Das Adelsgeschlecht der Liechtensteiner siedelte sich danach in Schlesien an. Bis heute ist der schlesische Adler ein Bestandteil des Liechtensteiner Familienwappens. Große Bedeutung für die tschechische Geschichte hatte vor allem Fürst Karl von Liechtenstein. Anfang des 17. Jahrhundertes kam es in Böhmen zum Ständeaufstand. Der Fürst blieb fest an der Seite von Kaiser Ferdinand von Habsburg. Wie wohl bekannt, besiegten die Habsburger 1620 in der Schlacht am Weißen Berg die Ständearmee. Karl wurde danach fürstlich belohnt für seine Dienste dem Kaiser gegenüber, sagt der Historiker Milan Hulík.

„Fürst Karl war früher Protestant und ist dann zum Katholizismus übergetreten. Er wurde vom Kaiser zum Statthalter in Böhmen ernannt. Durch diese Funktion bekam er vielfältige Möglichkeiten, sich zu bereichern. Er hat dies ausgenutzt. Mit anderen Adligen zusammen, zum Beispiel Albrecht von Wallenstein, gründete er sogar ein Finanzkonsortium, das falsche Münzen geprägt hat. Dadurch haben diese Leute großen Gewinn gemacht.“

Karl von Liechtenstein kam damals auch in den Besitz zahlreicher Besitzungen evangelischer Adliger, die nach der Schlacht am Weißen Berg vor der religiösen Verfolgung flohen. Auf diese Weise stiegen die Liechtensteiner zur reichsten Familie auf in Böhmen und Mähren. Kein Wunder, dass die Familie in den Augen vieler dortiger Bewohner das Unrecht der Habsburger verkörperte.

Wappen des Fürstentums Liechtenstein
Es siedelten sich aber auch andere Liechtensteiner an, deren Ruf nicht so negativ war. Sie haben sich beispielsweise um den Ausbau der Parkanlagen der Schlösser von Eisgrub und Feldsberg gekümmert. Heute stehen Lednice und Valtice, wie die beiden Orte auf Tschechisch heißen, auf der Unesco-Liste des Weltkulturerbes. Das gesamte Areal mit seinen prunkvollen Gebäuden und reichen naturwissenschaftlichen Sammlungen galt schon seit dem 18. Jahrhundert als einzigartig und wurde weltweit berühmt.

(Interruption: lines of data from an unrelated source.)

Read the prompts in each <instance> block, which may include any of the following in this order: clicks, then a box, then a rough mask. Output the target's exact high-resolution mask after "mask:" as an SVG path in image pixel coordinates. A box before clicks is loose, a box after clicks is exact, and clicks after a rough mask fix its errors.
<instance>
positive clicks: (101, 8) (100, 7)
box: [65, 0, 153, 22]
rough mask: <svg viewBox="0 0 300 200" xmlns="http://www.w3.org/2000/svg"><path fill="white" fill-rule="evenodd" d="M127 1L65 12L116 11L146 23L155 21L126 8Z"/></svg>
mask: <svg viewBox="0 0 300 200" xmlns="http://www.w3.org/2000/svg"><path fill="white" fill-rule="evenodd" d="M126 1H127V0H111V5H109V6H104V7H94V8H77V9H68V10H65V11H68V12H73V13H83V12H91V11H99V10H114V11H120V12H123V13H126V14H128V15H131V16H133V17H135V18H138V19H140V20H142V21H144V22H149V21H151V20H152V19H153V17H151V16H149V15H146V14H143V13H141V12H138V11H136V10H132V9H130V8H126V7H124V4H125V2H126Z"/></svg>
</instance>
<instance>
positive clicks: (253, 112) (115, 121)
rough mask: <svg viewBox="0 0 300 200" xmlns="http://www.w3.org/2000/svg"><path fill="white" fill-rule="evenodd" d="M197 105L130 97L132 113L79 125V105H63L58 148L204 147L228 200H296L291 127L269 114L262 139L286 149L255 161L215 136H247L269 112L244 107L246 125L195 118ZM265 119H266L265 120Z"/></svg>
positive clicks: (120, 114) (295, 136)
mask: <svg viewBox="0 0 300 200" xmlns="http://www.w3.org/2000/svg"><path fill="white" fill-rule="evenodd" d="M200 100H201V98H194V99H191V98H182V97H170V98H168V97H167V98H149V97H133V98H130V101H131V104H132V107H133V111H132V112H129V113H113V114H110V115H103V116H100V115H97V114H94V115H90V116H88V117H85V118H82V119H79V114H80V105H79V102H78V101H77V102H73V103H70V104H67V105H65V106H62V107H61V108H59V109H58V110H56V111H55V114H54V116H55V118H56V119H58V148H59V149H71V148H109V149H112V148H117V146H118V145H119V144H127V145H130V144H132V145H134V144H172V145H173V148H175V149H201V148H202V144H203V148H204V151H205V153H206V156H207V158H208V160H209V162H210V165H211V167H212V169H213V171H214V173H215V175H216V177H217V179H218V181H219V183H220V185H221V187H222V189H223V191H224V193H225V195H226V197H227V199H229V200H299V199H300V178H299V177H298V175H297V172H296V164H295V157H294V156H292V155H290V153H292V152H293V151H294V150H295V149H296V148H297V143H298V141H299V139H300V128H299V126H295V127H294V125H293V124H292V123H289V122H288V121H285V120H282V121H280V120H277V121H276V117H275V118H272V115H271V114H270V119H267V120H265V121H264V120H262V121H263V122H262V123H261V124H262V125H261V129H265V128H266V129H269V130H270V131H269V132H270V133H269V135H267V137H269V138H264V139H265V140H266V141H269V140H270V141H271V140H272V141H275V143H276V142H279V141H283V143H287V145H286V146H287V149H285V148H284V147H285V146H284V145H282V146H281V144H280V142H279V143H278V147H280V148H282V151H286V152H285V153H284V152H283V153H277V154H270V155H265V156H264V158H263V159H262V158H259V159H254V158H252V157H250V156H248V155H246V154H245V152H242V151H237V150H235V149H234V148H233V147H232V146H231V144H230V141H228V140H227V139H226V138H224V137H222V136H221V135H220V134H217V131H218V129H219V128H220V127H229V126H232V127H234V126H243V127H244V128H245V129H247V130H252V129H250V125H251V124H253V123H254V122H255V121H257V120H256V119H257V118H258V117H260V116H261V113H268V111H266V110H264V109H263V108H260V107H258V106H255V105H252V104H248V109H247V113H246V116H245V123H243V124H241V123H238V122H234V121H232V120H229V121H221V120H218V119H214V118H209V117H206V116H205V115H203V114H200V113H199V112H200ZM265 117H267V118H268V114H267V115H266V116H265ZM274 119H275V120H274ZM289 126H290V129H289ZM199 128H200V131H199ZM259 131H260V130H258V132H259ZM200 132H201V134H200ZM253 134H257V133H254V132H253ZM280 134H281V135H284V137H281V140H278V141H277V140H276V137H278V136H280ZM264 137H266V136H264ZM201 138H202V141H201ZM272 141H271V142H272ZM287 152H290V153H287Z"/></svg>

Das alles wurde nach dem Ersten Weltkrieg bei der Erstehung der Tschechoslowakei in Betracht gezogen. In Rahmen der Agrarreform in den 20er Jahren wurde bereits ein Teil des Liechtensteiner Eigentums verstaatlicht, aber in geringerem Umfang als ursprünglich geplant. Die Fürstenfamilie wurde zudem entschädigt. Dennoch war es frostig zwischen der damaligen Tschechoslowakei und dem Fürstentum Liechtenstein:

„Die Liechtensteiner Besitzungen in der Tschechoslowakischen Republik hatten eine spezielle territoriale Stellung. Deswegen konnten keine diplomatischen Beziehungen geknüpft werden. Um dies möglich zu machen, hätte die Tschechoslowakei die Sonderstellung der Liechtensteiner Domäne anerkennen müssen. Das war für sie natürlich unmöglich.“

Anders gesagt: Laut internationalem Recht hätte Liechtenstein mitten in der Tschechoslowakei ein Gebiet eigener Souveränität gehabt. Zur Zeit der Habsburger Monarchie war dies kein Problem gewesen - das Fürstentum galt als politischer Satellitenstaat Österreichs. Für die neu entstandene Tschechoslowakei kam dies indes nicht in Betracht.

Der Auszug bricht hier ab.